A leading Israeli think tank presented its annual strategic survey to President Isaac Herzog on Monday, arguing that Israel’s increasing domestic rifts hamper its ability to develop an integrated, long-term approach to the major challenges it faces.

Because of this, wrote researchers from the Institute for National Security Studies (INSS) in Tel Aviv, Israel is failing to “maximize its security, economic, and technological potential in its response to the political, security, and internal challenges.”

The authors of the Strategic Survey for Israel 2022 decried an erosion of trust in Israeli institutions, alongside rising extremism in the country. They specifically identified the weakness of Israel’s police force and the spread of essentially ungoverned regions within Israel, including among Bedouin in the Negev.

“Meanwhile, there are gaps in readiness for multi-front and high casualty war scenarios, or for violent incidents involving Jews and Arabs,” according to the report. “The consequences of these weaknesses are affecting the responses to other national security challenges.”

The INSS study identified Iran and the Palestinians as the other leading threats.

The authors maintained that Iran, Israel’s most serious external threat, currently has the capabilities needed to break out to a nuclear weapon in a matter of weeks, though it has not yet made that decision.

At the same time, Israel is at a “strategic impasse” over Iran, with no apparent good options. A partial arrangement between Iran and the P5+1 powers during ongoing talks in Vienna would leave Israel facing Iranian proxies and the possibility of an Iranian nuclear weapon in the coming years, while a breakdown of talks would allow Iran to continue progressing toward nuclear weapons capability.

“However,” said the survey, “the opposition to an arrangement between the powers and Iran, focused on a freeze of the nuclear program, will leave Israel isolated with only the military option for preventing Iran from attaining a nuclear weapon.”

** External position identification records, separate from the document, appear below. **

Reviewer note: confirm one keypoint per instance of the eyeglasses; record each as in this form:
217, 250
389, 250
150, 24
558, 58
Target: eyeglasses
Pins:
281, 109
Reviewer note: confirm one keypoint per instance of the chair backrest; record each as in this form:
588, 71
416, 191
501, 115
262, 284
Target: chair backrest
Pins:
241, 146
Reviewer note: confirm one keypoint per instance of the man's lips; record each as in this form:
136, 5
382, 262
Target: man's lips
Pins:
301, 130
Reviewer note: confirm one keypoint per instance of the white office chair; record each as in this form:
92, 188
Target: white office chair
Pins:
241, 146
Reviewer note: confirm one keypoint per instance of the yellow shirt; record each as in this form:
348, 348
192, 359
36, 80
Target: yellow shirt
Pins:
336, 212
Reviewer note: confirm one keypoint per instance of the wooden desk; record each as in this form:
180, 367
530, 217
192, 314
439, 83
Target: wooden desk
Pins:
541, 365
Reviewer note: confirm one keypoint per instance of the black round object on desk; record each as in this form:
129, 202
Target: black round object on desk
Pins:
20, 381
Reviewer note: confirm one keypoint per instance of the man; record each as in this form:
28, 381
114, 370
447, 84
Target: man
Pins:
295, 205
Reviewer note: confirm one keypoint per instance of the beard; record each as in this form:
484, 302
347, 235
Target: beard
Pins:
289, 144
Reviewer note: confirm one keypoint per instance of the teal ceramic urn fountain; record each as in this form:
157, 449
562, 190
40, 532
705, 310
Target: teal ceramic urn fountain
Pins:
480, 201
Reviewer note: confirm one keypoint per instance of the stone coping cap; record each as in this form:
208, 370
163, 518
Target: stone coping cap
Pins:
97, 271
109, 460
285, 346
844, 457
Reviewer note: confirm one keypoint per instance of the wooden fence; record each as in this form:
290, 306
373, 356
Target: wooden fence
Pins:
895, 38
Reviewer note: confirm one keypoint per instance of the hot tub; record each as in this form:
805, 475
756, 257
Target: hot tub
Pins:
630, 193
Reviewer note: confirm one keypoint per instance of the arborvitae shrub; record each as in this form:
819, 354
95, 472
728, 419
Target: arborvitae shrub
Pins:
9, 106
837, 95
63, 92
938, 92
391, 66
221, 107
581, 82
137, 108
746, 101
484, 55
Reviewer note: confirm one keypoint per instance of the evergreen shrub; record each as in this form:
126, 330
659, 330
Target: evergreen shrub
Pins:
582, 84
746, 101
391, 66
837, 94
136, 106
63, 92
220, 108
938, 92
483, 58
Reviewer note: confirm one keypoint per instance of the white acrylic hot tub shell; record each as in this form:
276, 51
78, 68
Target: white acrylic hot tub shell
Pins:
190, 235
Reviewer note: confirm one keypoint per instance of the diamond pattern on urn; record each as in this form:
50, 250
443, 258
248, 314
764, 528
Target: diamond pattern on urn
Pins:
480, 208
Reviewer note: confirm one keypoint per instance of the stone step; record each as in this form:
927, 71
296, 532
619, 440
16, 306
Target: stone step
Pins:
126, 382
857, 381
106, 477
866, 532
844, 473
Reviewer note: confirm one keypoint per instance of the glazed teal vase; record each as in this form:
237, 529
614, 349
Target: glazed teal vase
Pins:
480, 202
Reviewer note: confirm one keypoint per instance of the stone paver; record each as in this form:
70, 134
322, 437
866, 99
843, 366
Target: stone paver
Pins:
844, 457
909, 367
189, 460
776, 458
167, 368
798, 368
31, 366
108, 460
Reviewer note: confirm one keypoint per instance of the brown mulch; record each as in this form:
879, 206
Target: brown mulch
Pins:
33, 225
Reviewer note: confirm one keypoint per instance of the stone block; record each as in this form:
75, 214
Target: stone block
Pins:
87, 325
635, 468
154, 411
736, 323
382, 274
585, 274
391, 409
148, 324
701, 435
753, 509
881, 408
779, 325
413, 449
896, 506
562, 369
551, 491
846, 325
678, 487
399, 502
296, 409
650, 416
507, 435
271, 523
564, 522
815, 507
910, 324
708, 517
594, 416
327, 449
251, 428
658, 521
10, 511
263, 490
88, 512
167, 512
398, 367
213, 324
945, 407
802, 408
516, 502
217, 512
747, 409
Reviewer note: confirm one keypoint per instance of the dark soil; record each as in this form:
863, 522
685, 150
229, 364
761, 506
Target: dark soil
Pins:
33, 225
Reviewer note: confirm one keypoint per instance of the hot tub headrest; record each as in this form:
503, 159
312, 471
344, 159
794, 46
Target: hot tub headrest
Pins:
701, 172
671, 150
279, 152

Israel cannot handle the threats emanating from Iran — including its precision missile project and its attempt to surround Israel with threats from proxies — on its own, the authors emphasized, and therefore it must further increase coordination with the United States.

The INSS report also stressed that Israel cannot treat the unresolved Palestinian conflict as a “secondary arena,” as evidenced by the 11-day Gaza conflict with Hamas and Islamic Jihad in May 2021. Meanwhile, the West Bank “is nearing a boiling point due to the weakness of the Palestinian Authority in the face of united opposition from various factions and street gangs.”

The Palestinian Authority is weakened and could cease to function, warn the authors, while young Palestinians increasingly want a one-state solution.

Though it cooperates with Israel on security issues, the PA is pushing a dangerous international legal offensive against Israel, which could cause Israel to be seen as an apartheid state, according to the report.

The survey presented ten policy recommendations, including preparing a credible military option against Iran’s nuclear program in coordination with the US; strengthening the PA and improving Palestinian quality of life; pursuing economic development in exchange for security guarantees in Gaza; further investing in Israel’s technological prowess as a means of improving its global status; and setting up mechanisms for handling crime in Arab society and restoring governance across the country.

“Today there is an emerging regional understanding that the future of the Middle East is a future of cooperation. In the face of the Iranian threat and its dangerous proxies in the region, we must cooperate with our friends,” said Herzog in response to the INSS survey.

“Israel’s security is tightly bound up with its national resilience, in our ability to deal with the most profound disagreements, without giving up on our faith in ourselves,” he continued. “We have the power to live together and act as one people. Bridging divides, including political ones, is perhaps the most important step for maintaining Israel’s security, stability, and prosperity.”

Presenting the survey to Herzog were INSS chairman Frank Lowy, executive director Manuel Trajtenberg, managing director Udi Dekel, and former National Security Council chief Meir Ben Shabbat, among other senior researchers.